Początek był ciekawy, ale z upływem czasu temperatura widowiska spadła. Na tempo nie można było wprawdzie narzekać, lecz brakowało klarownych sytuacji. Bardzo słabo prezentowała się ofensywa ekipy ze Skandynawii. Dość powiedzieć, że w pierwszej połowie goście nie oddali ani jednego celnego strzału na bramkę.

Zdecydowanie ciekawiej było po zmianie stron. W 56. minucie Norwegowie zaliczył pierwsze uderzenie w światło bramki. Nie było ono zbyt groźne i Filip Bednarek interweniował bez zarzutu. Po chwili jednak polski golkiper skapitulował, choć trzeba przyznać, że okoliczności były kuriozalne. Strzałem bezpośrednio z rzutu rożnego gola zdobył Gustav Valsvik. Defensorzy biało-czerwonych próbowali jeszcze rozpaczliwie interweniować, jednak czynili to już za linią bramkową.

Wynik remisowy nie widniał na tablicy zbyt długo, bowiem już w 62. minucie podopieczni Janusza Białka ponownie objęli prowadzenie. Znów błysnął Żyro, który w asyście obrońcy oddał bardzo precyzyjne uderzenie z narożnika pola karnego. Futbolówka wpadła do siatki tuż przy słupku.

Skandynawowie po raz kolejny musieli odrabiać straty. W ich szeregach sporą aktywność przejawiał Mushaga Bakenga. To on w 78. minucie przeprowadził groźną szarżę indywidualną, lecz przegrał pojedynek jeden na jeden z Bednarkiem. Po chwili jeszcze lepszą okazję zmarnował Orjan Hopen, który nie potrafił zamienić na gola rzutu karnego! Jedenastka została podyktowana za faul Rafała Janickiego na Yannie-Eriku De Lanlayu.

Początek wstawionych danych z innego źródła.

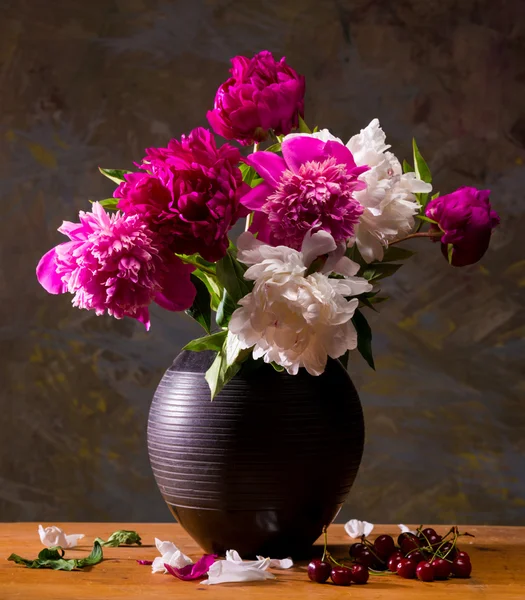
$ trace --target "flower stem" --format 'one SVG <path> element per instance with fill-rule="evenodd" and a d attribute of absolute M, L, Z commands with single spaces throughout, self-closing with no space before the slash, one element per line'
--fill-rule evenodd
<path fill-rule="evenodd" d="M 393 246 L 394 244 L 406 242 L 407 240 L 411 240 L 412 238 L 422 238 L 422 237 L 435 238 L 435 237 L 441 237 L 442 235 L 443 235 L 442 231 L 423 231 L 421 233 L 411 233 L 410 235 L 407 235 L 404 238 L 399 238 L 398 240 L 394 240 L 393 242 L 390 242 L 388 245 Z"/>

Hopen uderzył bardzo niepewnie, polski golkiper wyczuł jego intencje i obronił nogami.

Więcej okazji do wyrównania goście już nie stworzyli. Polacy natomiast pokusili się o trzecią bramkę i przypieczętowali swój triumf. Miało to miejsce w 91. minucie, gdy rezerwowy Konrad Gilewicz wykorzystał nieco wolnej przestrzeni w polu karnym i pokonał Johansena precyzyjnym strzałem z ostrego kąta.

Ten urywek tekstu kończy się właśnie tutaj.